Third, is there a generic use case alteration in the code of projects/tutorials/rel_component at v3 · explosion/projects · GitHub
to run on my extracted annotations?

We've got in our roadmap to work on a more robust & generic version of the REL model, but I'm afraid this is not currently available and it won't be in the near future.

Hope this helps!

1 Like

Thank you Sofie, for your detailed answer!

It is reassuring to know my train of thought was on the right track.
I appreciate your suggestions and i am currently trying to fiddle with the example to see what works best for me.
So far, i edited the config file (according to your advice) and made some initial changes on the other .py files. My first training experiment resulted in lots of Could not determine any instances in doc and really bad RelEx results.
I am also searching the SpaCy Discussions forum where there is a lot of useful information as well and i saw there, that the above warning/error occurs due to max_length and batch_size issues.

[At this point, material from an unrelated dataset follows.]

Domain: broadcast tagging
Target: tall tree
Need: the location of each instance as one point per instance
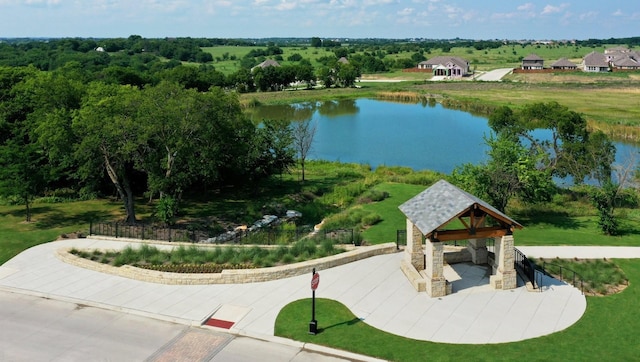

If i have any more concrete questions i will get back to this. I am curious whether you have any other suggestions regarding Relation Extraction (or Coreference Resolution) approaches in general.
I hope both Prodigy and SpaCy continue to evolve and make modern NLP research even more approachable than they already have!

With gratitude,
Pantelis

Hi, I am trying to do a similar thing. I am training a NER component and have the model saved in "model-best" folder. Then I am trying to run the relation extraction based on the pre train model. I have a hard time figuring out how should my config file look like?

I changed the rel_tok2vec.cfg file as in the instruction and I get the error:

ValueError: [E143] Labels for component 'relation_extractor' not initialized. This can be fixed by calling add_label, or by providing a representative batch of examples to the component's `initialize` method.

Even though I added:

initialize.components.relation_extractor]

[initialize.components.relation_extractor.labels]
@readers = "spacy.read_labels.v1"
path = "data\\spancat.json"

hi @korneliaB!

Can you try to run:

python -m debug config ./configs/rel_tok2vec.cfg

This will give debugging details on your config file.

Can you see this spaCy Discussion Post:

The user had the same [E143] error and found that:

During the saving on my training data in the DocBin format, I wasn't using the parameter store_user_data=True so my relations were not being saved.

If this doesn't solve your problem, can you post your question on the spaCy Discussion forum? This forum is for Prodigy and your question is more on spaCy.

The spaCy core team answers questions on that Discussion forum so likely they may be able to help you on debugging your problem. Be sure to look over the Discussion FAQ/best practices in posting before posting.